Le microparti Cotelec de l'ancien président du Front national avait prêté six millions d'euros à la présidente du RN Marine Le Pen pour la présidentielle de 2017

Jean Marie Le Pen et sa fille Marine (Crédit : Miguel Medina/AFP)
Jean Marie Le Pen et sa fille Marine (Crédit : Miguel Medina/AFP)

Le ministère de l’Intérieur a validé la demande de l’ancien président du Front national (devenu Rassemblement national), Jean-Marie Le Pen, d’être remboursé d’un prêt à sa fille sur l’aide annuelle versée au parti politique, a indiqué mardi à l’AFP l’entourage de M. Le Pen.

« La demande a été validée par le ministère fin novembre », a-t-on précisé dans l’entourage de cofondateur du FN, confirmant une information du site d’information Mediapart.

Le microparti Cotelec de M. Le Pen avait prêté six millions d’euros à la présidente du RN Marine Le Pen pour la présidentielle de 2017.

Mais sa fille lui devait encore 4,2 millions d’euros.

Il a donc été convenu entre le père et la fille début 2019 que Marine Le Pen signe une cession de créance pour que soient soustraits de l’aide publique au RN (d’environ 5,5 millions d’euros) ces 4,2 millions d’euros restants.

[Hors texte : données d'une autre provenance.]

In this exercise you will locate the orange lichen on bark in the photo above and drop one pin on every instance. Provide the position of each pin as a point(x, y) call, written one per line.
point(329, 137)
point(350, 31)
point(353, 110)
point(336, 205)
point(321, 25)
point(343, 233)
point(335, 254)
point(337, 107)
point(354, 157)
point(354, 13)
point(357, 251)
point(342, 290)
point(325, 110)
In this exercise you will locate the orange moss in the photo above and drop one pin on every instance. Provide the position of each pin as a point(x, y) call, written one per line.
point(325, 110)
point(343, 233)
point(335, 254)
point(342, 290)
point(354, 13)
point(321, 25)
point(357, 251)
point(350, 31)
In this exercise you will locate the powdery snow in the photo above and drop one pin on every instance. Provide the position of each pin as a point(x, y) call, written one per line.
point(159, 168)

Le parti d’extrême droite est déjà très endetté et menacé par d’autres créances.

Le cofondateur du FN avait ensuite introduit la cession de créance auprès du ministère de l’Intérieur, qui octroie les aides publiques aux partis.

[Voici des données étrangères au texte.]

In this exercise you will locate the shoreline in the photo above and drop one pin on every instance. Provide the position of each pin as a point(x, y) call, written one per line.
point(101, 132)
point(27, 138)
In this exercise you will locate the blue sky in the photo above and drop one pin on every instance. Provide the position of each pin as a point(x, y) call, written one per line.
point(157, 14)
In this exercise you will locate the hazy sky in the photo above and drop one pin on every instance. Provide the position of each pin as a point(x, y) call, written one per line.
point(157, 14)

Le JDD avait rapporté en juillet que la signature de Marine Le Pen avait été obtenue « de haute lutte », ce qu’avait démenti l’entourage de Jean-Marie Le Pen – brouillé politiquement avec sa fille depuis son éviction du parti en 2015.

L’aide publique au RN doit lui être octroyée en février-mars.

En juillet 2018, les juges avaient déjà saisi, dans le cadre de l’affaire des assistants présumés fictifs d’eurodéputés FN – dont le préjudice est évalué à sept millions d’euros – deux millions d’euros de l’aide publique due au RN. Ils craignaient que cette aide ne serve qu’à rembourser des emprunts et soit indisponible pour recouvrer d’éventuels dommages et intérêts. Le RN avait dénoncé un « assassinat politique ».